By validating OMOP-mapped CPRD-HES data against its source counterpart, this project will help answer a simple but crucial question: can we rely on these standardised datasets to inform decision making on healthcare resource allocation?
What data did we use?
Our study focuses on a well-defined patient group: women in the UK who have experienced fragility fractures after the menopause. Fragility fractures, such as hip, spine or other, are common in postmenopausal women and carry significant personal, clinical, and economic burden. In the study we have used patient data from 2010-2018 and measured resource use and costs outcomes over a 730 day follow up period after the occurrence of their first ever fragility fracture.
Which methods did we use?
We analysed two versions of the same data:
- The source data — taken directly from the Clinical Practice Research Datalink (CPRD) and linked hospital records from Hospital Episodes Statistics (HES), reflecting how the information is originally recorded in NHS systems.
- The OMOP-mapped data — the same CPRD and HES records transformed into the OMOP common data model, which standardises the structure and terminology.
Our analysis covers:
- Primary care: number of encounters, including by healthcare professional specialty, and their associated costs.
- Hospital emergency care: number of visits and associated costs.

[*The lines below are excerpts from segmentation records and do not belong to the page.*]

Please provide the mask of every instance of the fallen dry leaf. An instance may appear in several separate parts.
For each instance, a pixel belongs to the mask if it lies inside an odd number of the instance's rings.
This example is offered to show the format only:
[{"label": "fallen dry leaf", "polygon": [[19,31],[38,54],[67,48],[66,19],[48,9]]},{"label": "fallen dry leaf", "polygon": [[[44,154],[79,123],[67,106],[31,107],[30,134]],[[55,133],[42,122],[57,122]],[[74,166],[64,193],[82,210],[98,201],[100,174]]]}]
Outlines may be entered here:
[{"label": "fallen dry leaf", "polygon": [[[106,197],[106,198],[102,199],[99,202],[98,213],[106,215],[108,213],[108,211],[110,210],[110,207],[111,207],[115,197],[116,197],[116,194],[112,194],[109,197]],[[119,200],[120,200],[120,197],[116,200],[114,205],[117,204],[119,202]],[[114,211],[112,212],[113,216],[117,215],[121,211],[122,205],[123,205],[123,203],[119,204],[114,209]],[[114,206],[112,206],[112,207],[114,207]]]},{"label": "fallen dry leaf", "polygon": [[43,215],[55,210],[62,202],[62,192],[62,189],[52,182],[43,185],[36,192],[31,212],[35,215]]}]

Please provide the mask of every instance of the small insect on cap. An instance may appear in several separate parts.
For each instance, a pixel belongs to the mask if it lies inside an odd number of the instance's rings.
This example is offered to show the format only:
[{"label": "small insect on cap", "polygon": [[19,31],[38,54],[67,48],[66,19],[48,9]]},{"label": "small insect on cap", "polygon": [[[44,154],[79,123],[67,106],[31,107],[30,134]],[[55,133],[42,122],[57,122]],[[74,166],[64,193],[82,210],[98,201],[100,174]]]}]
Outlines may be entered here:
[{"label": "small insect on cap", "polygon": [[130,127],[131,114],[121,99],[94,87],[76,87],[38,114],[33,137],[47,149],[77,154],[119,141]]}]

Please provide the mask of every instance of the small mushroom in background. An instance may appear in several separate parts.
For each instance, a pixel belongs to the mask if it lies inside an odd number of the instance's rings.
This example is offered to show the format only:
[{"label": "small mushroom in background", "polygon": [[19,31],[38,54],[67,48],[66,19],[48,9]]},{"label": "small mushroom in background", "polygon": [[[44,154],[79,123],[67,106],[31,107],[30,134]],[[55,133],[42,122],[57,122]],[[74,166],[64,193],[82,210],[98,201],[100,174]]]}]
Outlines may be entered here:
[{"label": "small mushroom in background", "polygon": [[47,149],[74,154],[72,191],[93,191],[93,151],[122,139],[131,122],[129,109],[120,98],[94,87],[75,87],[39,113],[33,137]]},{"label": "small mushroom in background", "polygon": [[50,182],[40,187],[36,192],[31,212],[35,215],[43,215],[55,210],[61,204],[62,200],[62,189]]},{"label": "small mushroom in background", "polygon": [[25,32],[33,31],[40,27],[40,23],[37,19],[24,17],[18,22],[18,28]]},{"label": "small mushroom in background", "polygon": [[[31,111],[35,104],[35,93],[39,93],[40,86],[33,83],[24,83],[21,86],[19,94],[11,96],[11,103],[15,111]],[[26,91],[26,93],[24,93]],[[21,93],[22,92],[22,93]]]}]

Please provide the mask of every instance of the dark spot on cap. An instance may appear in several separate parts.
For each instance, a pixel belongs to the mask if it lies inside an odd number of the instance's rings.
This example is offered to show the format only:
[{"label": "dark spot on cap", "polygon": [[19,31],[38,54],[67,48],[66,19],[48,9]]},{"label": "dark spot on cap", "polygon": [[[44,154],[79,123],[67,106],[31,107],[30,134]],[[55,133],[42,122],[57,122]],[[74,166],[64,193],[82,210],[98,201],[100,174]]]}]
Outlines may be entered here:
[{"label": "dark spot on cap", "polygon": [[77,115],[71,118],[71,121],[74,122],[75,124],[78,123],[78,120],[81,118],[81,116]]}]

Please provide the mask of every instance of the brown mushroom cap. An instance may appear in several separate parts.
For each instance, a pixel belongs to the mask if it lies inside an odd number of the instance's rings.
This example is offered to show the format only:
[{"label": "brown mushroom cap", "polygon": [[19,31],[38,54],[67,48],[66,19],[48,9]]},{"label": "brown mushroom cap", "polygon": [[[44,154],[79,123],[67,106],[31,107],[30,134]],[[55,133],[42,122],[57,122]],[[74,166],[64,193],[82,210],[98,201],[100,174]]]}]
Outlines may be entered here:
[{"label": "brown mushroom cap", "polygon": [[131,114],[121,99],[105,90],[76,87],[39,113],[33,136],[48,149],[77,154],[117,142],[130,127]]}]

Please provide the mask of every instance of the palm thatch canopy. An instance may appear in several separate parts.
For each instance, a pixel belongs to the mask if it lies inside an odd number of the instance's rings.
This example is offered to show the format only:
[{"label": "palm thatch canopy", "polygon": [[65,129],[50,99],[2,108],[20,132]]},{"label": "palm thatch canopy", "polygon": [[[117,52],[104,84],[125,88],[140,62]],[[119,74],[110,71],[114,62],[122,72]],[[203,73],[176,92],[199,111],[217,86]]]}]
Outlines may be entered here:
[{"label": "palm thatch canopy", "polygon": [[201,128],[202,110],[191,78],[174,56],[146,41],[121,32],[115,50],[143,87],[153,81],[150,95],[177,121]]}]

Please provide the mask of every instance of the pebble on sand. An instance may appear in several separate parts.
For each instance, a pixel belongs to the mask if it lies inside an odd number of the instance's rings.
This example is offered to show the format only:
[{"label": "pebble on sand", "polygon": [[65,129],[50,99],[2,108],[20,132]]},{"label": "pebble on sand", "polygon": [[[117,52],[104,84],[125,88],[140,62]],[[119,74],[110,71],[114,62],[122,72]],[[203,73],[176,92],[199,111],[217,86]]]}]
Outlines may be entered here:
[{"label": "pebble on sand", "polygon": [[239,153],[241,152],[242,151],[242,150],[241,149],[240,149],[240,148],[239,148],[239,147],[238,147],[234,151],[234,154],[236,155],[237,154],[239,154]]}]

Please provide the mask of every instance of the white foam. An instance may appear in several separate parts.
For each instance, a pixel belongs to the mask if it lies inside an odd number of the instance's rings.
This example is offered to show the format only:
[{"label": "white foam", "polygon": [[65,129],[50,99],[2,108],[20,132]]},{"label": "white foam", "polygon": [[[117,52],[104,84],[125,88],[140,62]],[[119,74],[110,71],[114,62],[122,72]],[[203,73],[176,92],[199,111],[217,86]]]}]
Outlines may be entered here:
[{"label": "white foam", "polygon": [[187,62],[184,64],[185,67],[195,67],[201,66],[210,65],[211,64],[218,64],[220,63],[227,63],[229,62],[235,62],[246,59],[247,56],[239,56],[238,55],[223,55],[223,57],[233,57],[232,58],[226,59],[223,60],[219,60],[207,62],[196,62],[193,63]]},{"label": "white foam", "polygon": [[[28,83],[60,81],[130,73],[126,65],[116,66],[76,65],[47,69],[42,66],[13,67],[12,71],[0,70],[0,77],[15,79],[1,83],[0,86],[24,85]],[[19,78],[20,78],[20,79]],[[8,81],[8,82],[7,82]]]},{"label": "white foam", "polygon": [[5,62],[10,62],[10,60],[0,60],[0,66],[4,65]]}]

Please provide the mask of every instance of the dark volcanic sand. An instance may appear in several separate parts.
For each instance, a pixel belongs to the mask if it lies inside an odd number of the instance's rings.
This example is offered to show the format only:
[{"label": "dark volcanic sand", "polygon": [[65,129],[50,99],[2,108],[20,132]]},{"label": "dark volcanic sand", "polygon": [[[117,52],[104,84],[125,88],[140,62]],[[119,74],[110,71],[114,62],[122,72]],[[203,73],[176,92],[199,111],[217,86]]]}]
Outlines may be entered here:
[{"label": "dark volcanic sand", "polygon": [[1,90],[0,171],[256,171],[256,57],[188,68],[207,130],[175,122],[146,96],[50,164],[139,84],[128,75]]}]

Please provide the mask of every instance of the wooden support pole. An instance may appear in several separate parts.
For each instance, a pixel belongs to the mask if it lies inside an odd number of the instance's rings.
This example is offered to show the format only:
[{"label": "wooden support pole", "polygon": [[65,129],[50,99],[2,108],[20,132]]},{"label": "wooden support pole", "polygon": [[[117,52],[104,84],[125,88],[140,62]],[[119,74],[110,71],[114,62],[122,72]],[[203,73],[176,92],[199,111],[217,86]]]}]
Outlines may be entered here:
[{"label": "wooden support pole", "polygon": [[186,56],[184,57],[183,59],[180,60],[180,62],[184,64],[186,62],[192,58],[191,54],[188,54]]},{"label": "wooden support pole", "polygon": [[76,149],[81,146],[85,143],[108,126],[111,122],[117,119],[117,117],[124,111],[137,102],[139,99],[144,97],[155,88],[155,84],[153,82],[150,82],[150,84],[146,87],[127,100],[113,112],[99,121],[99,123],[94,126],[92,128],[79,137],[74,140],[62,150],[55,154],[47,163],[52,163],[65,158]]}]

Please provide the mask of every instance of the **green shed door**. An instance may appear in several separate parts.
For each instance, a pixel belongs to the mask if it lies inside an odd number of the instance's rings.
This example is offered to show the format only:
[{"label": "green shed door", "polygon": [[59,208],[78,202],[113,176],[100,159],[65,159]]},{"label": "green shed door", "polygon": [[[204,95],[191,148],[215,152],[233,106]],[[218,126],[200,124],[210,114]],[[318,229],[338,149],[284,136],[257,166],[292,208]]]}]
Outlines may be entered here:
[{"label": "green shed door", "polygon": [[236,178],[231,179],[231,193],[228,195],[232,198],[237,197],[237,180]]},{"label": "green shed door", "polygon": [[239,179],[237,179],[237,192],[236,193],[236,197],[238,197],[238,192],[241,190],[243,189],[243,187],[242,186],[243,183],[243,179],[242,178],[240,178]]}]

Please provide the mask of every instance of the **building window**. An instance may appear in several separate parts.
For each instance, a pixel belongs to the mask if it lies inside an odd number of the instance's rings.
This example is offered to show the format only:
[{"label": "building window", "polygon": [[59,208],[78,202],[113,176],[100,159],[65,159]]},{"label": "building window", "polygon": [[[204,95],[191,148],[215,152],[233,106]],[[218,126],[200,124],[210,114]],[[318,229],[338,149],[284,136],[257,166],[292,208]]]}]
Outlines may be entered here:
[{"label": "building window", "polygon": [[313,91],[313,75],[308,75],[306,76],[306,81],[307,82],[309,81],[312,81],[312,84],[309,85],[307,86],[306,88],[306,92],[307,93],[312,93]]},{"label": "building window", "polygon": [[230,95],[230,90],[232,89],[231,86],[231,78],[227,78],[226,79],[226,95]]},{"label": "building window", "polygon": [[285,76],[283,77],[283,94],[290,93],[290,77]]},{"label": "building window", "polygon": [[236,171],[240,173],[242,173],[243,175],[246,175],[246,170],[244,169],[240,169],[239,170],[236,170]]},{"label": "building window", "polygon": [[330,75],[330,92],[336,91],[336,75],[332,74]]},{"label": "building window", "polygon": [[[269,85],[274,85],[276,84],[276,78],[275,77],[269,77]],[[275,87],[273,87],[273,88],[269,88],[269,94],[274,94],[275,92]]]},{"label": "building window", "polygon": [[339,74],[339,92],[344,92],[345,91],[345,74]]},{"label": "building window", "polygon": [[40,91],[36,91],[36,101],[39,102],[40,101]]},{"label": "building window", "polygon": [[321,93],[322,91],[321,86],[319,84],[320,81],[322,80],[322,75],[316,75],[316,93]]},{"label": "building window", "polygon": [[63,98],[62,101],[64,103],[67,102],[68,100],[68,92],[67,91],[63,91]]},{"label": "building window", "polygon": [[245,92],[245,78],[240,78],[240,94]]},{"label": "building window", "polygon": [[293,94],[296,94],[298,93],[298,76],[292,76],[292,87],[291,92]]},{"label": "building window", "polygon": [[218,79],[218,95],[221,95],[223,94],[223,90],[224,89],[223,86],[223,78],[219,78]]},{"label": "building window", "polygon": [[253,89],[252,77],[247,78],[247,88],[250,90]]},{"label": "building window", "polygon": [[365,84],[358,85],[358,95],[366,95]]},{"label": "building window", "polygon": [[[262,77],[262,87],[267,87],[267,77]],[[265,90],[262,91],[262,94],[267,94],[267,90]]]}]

- Hospital inpatient care: number of admissions, length of stay, diagnoses, procedures, and associated costs.
- Hospital outpatient care: number of appointments, including by specialty-specific activity, and associated costs.
We estimated average use of resources and costs per patient over a two-year period as well as per year after fracture. To generate confidence intervals around these estimates, we applied bootstrap sampling so we could compare these between the source and OMOP-mapped datasets to assess their equivalence.
What have we found?
Primary care: OMOP estimates were equivalent to those from the source data, with resource use lower on average by 1.8% and costs by 2.3%, neither being statistically significant. These differences can be further minimised through refinements to mappings and vocabularies. See Figure 1 below.

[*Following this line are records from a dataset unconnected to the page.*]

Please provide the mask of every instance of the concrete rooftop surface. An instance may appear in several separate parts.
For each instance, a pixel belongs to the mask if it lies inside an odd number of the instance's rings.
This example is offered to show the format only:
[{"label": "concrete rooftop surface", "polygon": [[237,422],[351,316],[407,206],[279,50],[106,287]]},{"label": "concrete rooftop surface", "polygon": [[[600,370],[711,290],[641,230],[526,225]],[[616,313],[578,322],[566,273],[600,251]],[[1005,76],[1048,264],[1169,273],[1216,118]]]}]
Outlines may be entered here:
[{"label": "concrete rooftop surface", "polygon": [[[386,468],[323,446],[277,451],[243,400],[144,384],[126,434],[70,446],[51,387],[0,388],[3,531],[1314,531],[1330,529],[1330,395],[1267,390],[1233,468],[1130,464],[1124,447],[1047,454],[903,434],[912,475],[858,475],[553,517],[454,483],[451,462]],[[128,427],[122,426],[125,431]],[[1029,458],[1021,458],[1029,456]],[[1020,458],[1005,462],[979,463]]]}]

Hospital emergency care: ongoing, results being generated.
Hospital inpatient care: ongoing, results being generated.
Hospital outpatient care: ongoing, results being generated.
Looking ahead
Although this project is focused on postmenopausal fractures, the methods and lessons learnt will apply far more broadly. Once tested and refined, the approach could be applied to study the economic burden of a wide range of conditions and treatments across diverse datasets and countries, paving the way for federated health economics analyses that support informed decision-making in the UK and internationally.
Mean number of primary care encounters and associated costs estimated using OMOP-mapped and source CPRD dataKey research question
Are healthcare resource use and costs estimated using OMOP-mapped data equivalent to those that would be obtained from using the original primary and hospital care data?
Headline summary of findings
For our cohort of post-menopausal women with fragility fractures in the UK, OMOP-mapped primary care resource use and costs estimated using OMOP-mapped data are nearly identical to those estimated using CPRD data. The work on hospital care is currently ongoing.